Item #39534 VIII Sonate Per Cembalo Opera Prima. Domenico ALBERTI.

VIII Sonate Per Cembalo Opera Prima

London: J. Walsh, 1748.

Oblong folio. Modern carta rustica. 1f. (recto title, verso blank), [i] (blank), 2-18, [i] (blank), 20-27, [i] (blank) pp. Engraved throughout.

Ownership inscription in ink of late Romantic priest, church musician, and writer on music Henry Aston Walker (1834-1906), Vicar of Chattisham, Ipswich and choirmaster at St. Alban's, Holborn from 1862-1899.

First and last leaves slightly worn and soiled; minor repair to outer margin of final leaf.

First authorized edition. Smith and Humphries 15. BUC p. 16. RISM A653.
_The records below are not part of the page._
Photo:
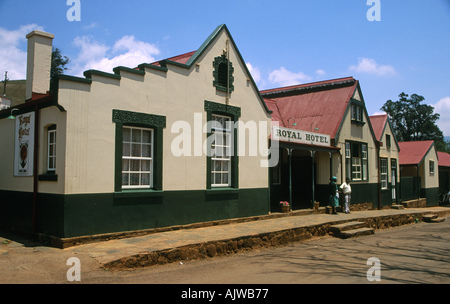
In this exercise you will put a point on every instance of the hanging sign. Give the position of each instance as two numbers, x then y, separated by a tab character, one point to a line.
298	136
24	145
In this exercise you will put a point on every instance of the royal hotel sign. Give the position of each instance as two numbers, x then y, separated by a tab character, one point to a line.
299	136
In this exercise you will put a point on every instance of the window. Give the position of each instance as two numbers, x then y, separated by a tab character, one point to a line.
364	161
384	173
138	151
357	115
222	162
348	160
223	74
51	148
221	151
356	159
137	158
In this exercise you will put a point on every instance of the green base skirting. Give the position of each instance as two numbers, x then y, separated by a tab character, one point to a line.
65	216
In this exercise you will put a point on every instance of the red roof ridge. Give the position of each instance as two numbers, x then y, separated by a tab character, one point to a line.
311	85
183	58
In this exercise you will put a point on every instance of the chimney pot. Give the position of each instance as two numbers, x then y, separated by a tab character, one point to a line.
39	62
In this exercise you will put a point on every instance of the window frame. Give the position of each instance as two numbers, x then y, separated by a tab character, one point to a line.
130	158
384	173
146	121
357	161
218	109
220	133
51	146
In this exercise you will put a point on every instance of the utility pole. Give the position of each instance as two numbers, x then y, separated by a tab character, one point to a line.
4	83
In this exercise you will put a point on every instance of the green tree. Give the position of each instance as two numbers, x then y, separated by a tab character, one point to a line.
413	120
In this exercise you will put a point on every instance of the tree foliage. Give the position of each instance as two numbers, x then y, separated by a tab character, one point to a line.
413	120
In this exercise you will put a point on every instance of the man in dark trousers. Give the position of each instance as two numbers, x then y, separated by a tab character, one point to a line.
334	198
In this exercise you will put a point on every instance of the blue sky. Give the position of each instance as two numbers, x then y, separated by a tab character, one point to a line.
283	42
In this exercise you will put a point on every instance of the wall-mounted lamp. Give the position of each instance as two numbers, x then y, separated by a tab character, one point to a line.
294	124
12	116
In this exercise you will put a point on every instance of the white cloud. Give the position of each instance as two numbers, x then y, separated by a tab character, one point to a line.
320	72
256	74
370	66
283	77
12	58
127	51
442	107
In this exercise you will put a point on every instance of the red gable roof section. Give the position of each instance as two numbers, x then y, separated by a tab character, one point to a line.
378	124
413	152
444	159
183	58
319	104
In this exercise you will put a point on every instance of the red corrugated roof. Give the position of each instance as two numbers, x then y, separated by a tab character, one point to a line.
319	104
444	159
378	123
413	152
183	58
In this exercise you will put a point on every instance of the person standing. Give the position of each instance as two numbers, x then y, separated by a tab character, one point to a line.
347	191
334	195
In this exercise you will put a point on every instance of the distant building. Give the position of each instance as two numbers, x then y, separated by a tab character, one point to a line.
444	172
336	139
419	171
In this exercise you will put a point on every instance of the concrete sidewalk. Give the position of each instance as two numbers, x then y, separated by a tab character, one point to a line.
186	244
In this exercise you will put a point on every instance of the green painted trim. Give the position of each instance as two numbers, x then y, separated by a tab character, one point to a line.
216	64
157	123
234	113
89	73
129	118
49	177
75	215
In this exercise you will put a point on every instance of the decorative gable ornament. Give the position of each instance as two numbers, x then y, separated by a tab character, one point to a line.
223	74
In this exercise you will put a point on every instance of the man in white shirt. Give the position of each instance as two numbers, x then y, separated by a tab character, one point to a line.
347	190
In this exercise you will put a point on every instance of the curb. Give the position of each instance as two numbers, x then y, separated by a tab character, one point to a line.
273	239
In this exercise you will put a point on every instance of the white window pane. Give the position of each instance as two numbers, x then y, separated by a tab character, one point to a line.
145	179
225	178
146	136
126	135
217	178
145	165
146	150
126	149
136	150
125	179
135	165
134	179
125	165
136	135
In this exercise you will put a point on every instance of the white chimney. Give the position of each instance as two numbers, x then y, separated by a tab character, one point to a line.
39	62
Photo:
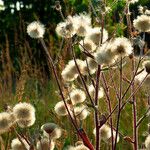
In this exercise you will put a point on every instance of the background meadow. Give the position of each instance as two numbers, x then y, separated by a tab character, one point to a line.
25	75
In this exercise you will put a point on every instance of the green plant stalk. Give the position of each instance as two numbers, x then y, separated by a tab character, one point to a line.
119	104
96	114
50	60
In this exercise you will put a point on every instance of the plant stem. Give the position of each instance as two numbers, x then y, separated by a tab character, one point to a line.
96	113
50	60
134	112
106	89
119	104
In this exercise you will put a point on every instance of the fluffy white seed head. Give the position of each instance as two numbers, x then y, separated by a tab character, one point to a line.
44	144
92	91
60	109
142	23
24	111
36	30
82	24
6	121
147	142
87	45
68	76
104	54
94	34
51	130
146	65
77	96
17	145
122	47
81	112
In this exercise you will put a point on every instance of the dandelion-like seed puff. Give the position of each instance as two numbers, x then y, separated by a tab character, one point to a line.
6	121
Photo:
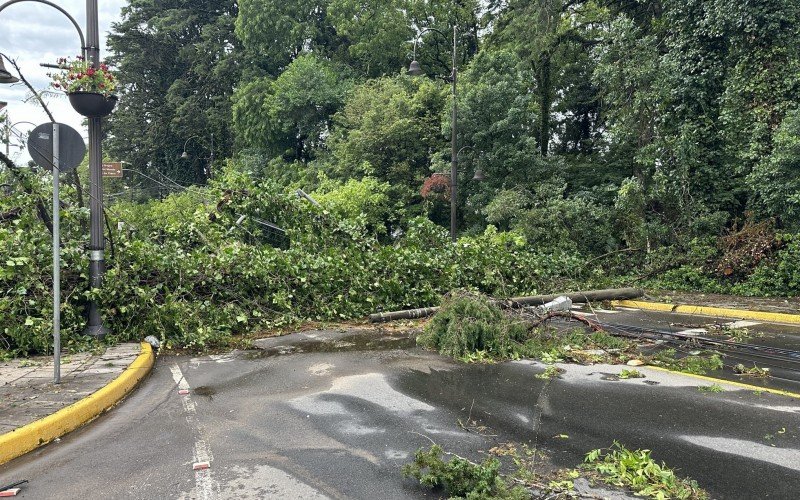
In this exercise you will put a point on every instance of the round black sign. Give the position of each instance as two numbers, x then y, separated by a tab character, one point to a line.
71	148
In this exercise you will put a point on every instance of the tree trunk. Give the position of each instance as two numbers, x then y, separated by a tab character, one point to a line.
545	102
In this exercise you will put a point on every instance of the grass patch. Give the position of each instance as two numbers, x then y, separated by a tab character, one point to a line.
711	388
461	478
752	371
625	374
635	469
457	477
471	328
549	373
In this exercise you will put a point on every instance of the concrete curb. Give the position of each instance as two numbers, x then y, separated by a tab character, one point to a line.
771	317
741	385
29	437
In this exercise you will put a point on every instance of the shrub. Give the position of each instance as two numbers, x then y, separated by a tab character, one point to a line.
467	323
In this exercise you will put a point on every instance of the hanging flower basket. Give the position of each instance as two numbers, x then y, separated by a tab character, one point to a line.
92	104
90	89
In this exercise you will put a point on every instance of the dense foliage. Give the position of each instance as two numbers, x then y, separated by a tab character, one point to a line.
654	141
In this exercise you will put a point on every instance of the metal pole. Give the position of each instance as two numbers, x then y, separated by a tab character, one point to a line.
453	150
56	261
95	326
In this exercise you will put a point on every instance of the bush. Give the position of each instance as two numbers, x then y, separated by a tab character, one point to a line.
208	263
467	323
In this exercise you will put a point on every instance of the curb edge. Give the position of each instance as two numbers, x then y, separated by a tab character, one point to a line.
35	434
772	317
740	385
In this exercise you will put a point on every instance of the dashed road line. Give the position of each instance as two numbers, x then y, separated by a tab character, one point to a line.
205	484
742	324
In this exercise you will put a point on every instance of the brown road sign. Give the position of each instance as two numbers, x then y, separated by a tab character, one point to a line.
112	169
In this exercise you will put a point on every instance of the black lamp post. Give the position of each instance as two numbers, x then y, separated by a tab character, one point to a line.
414	69
91	50
6	77
9	127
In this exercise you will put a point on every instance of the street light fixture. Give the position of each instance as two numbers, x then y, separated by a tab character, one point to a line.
10	126
90	46
415	69
478	177
5	76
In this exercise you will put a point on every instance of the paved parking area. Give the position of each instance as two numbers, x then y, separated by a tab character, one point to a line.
335	414
27	391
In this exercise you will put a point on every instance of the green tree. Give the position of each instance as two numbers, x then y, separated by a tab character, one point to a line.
377	33
176	62
387	129
275	32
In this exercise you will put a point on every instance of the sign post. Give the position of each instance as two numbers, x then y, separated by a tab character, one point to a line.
56	261
59	148
112	169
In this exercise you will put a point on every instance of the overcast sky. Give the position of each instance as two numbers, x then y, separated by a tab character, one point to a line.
33	33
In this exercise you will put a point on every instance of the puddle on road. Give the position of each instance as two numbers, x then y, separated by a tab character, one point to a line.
361	341
204	390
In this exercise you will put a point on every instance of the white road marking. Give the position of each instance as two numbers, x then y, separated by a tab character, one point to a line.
205	485
742	324
694	331
593	312
783	457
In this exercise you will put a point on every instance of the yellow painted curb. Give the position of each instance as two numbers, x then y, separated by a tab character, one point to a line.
729	382
769	317
29	437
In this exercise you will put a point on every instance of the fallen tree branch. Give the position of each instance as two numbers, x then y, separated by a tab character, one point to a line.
520	302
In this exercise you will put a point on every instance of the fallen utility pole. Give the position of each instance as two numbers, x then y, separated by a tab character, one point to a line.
519	302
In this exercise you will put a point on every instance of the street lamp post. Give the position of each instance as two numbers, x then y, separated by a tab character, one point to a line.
415	70
9	127
90	45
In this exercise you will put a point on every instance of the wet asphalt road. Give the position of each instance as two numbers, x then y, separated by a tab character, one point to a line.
327	414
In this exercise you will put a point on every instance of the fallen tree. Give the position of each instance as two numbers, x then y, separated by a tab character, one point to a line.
519	302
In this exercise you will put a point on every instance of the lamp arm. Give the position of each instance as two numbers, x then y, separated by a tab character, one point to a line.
60	9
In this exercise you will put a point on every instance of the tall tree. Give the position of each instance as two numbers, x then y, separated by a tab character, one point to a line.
176	61
290	116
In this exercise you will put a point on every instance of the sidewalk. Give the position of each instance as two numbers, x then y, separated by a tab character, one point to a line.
34	410
789	305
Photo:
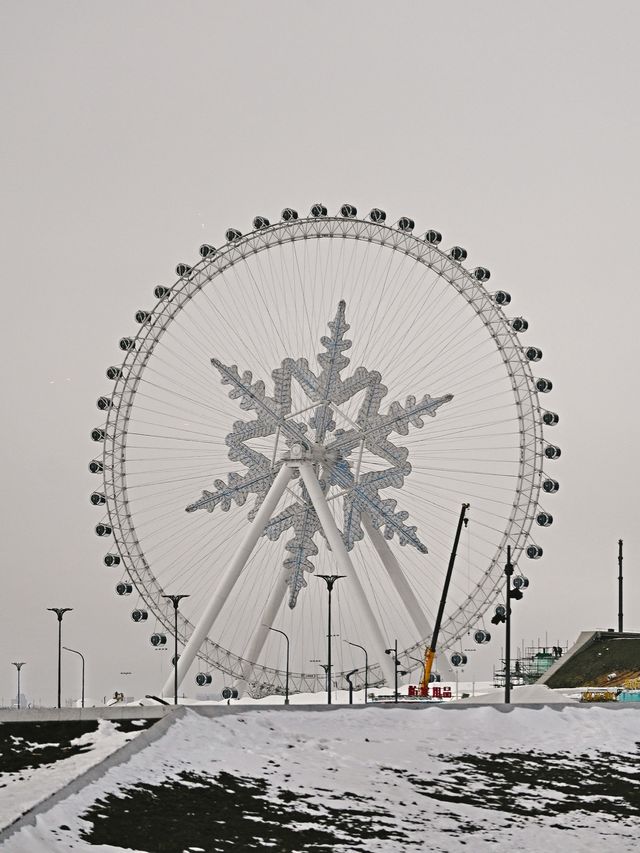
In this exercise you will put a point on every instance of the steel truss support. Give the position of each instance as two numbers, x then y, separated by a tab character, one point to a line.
345	565
229	578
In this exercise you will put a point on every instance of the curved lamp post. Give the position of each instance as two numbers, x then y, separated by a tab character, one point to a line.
330	581
18	665
366	667
59	611
175	600
286	687
67	649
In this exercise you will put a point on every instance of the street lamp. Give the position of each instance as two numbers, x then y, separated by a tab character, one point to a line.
503	614
394	652
286	687
67	649
59	611
348	676
366	668
330	580
18	665
175	600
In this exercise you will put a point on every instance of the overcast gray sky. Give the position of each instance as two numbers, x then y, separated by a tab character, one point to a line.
132	132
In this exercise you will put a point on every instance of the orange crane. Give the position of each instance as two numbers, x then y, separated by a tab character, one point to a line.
430	651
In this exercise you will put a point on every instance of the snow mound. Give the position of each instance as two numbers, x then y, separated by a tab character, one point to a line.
365	779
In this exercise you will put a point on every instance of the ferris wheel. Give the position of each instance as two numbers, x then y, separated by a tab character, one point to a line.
320	395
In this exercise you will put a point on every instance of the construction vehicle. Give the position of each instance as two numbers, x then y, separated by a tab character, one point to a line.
430	651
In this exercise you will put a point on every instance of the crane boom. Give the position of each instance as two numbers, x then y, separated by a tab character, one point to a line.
430	651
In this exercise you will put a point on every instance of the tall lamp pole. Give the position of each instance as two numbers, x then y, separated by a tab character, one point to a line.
330	580
18	665
366	668
396	665
67	649
508	571
286	684
175	600
620	585
59	611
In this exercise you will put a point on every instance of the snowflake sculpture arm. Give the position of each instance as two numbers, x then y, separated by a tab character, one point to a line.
360	494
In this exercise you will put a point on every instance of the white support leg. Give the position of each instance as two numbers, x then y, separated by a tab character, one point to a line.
259	638
229	578
346	566
397	578
399	581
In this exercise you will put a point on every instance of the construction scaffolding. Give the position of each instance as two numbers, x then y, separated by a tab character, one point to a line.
530	663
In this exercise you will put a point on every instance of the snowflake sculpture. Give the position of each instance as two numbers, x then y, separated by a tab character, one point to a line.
335	453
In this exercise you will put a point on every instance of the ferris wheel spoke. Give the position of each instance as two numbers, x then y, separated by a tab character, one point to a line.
421	322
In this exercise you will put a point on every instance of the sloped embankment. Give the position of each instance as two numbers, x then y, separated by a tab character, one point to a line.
608	659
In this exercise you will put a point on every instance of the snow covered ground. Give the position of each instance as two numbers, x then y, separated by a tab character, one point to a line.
36	767
438	778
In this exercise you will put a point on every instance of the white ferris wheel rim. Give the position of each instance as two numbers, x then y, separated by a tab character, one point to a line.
236	252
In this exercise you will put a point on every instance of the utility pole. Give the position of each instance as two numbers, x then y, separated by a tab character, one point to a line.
620	585
175	600
330	580
60	611
508	570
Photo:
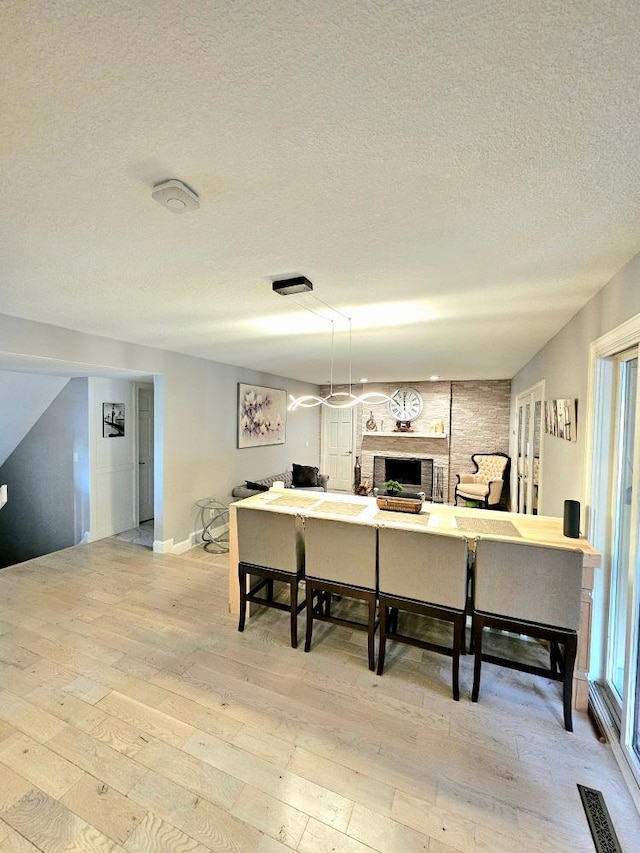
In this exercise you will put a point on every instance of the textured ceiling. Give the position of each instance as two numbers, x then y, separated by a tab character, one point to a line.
459	178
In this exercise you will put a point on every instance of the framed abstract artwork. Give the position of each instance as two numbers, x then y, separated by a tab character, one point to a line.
561	418
262	415
112	420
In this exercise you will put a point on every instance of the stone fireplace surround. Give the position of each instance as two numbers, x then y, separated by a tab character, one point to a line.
475	414
423	482
404	446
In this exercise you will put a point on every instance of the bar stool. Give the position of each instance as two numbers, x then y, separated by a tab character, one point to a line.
424	573
340	561
271	548
534	591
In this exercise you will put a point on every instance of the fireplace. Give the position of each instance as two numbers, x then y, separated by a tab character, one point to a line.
413	474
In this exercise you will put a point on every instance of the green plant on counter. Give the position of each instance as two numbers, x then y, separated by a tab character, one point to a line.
393	487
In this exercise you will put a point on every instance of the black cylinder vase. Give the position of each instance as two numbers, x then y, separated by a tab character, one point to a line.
572	519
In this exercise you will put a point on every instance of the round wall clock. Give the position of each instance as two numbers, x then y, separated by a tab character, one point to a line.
405	404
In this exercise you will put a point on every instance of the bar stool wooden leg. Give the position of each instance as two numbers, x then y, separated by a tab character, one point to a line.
309	632
242	580
383	638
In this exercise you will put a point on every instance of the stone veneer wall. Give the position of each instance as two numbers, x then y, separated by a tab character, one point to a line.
475	414
479	422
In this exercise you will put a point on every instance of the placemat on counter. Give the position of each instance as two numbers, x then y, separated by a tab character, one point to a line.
294	501
495	526
420	519
341	508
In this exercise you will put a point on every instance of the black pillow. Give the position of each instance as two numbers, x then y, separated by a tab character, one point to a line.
257	487
304	476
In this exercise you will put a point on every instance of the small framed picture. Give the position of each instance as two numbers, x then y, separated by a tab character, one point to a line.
112	420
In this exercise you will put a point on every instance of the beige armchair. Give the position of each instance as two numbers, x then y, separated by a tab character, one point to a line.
486	484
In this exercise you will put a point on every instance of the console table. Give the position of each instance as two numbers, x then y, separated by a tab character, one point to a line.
542	530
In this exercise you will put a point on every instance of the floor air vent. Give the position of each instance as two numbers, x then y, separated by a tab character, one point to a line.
604	836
Alberti was an Italian composer, harpsichordist, and singer. "[His] claim to historical recognition rests traditionally on his harpsichord sonatas, in which the arpeggiated bass that lent his name a posthumous notoriety is a prominent feature (see Alberti bass). In his lifetime, however, Alberti was equally famous as a singer and as a performer (sometimes as self-accompanist) on the harpsichord. ... Of his non-musical career little is recorded except that he served the Venetian ambassador, Pietro Andrea Cappello, as a page on a visit to Spain about 1736, provoking Farinelli's admiration of his singing, and subsequently joined the household of Marquis Giovanni Carlo Molinari in Rome. His harpsichord sonatas are generally believed to date from these last years. ... Alberti's sonatas survive in manuscripts as complete works and isolated movements and it is not yet possible to state accurately how many survive, although the number probably exceeds 40. Eight sonatas, constituting the so-called op.1, were published by Walsh in 1748 in response to an act of flagrant plagiarism by Alberti's former pupil, the castrato Giuseppe Jozzi (c1710–c1770), which became a cause célèbre. (Jozzi continued the deception after his removal to Amsterdam.) All Alberti's sonatas follow the two-movement scheme popular with contemporary Italian keyboard composers. The two movements are contrasted in character rather than tempo; although both are cast in binary form, that of the first often prefigures sonata form, whereas the second retains the modest proportions and uncomplicated design of a dance movement." Michael Talbot in Grove Music Online

While Alberti did not invent the arpeggiated bass figure to which he lends his name today, he does use it quite frequently in his sonatas. It may have been one of his preferred rhythmic devices when accompanying himself at the harpsichord. Whether the music is slow or brisk, the figuration is most often used to complement cantabile (i.e. singing-like) passages. It serves to guide the ear as the narrative of a piece unfolds. Sonata II, for instance (p. 4) begins with a forthright theme, constructed over a romanesca bass (a common baroque and classical harmonic gambit, similar to the Pachelbel canon). Soon after the statement of the theme (over a walking eighth-note bass), the familiar four-note arpeggios commence. Alberti then develops it by repeating fragments of its melody, and reshaping its contours over new harmonies. His style of repetition when developing material is unpredictable, a welcome contrast to the familiar quality of his musical vocabulary. As Sonata II wears on, Alberti introduces more and more distant harmonies: A flat and D flat major chords, in the key of F major. Keyboard players and listeners today may find that elements of Alberti's style are reminiscent of later musical styles. The Alberti bass brings to mind the classical sonata of the 1770s-1790s. Alberti's harmonic explorations are bold, unexpected, and even Romantic-sounding, at times, like the exotic turns of phrase that adorn Robert Schumann's 1838 piano piece "Von fremden Ländern und Menschen."

A landmark publication in the history of the keyboard sonata, replete with Alberti's rich harmonic imagination.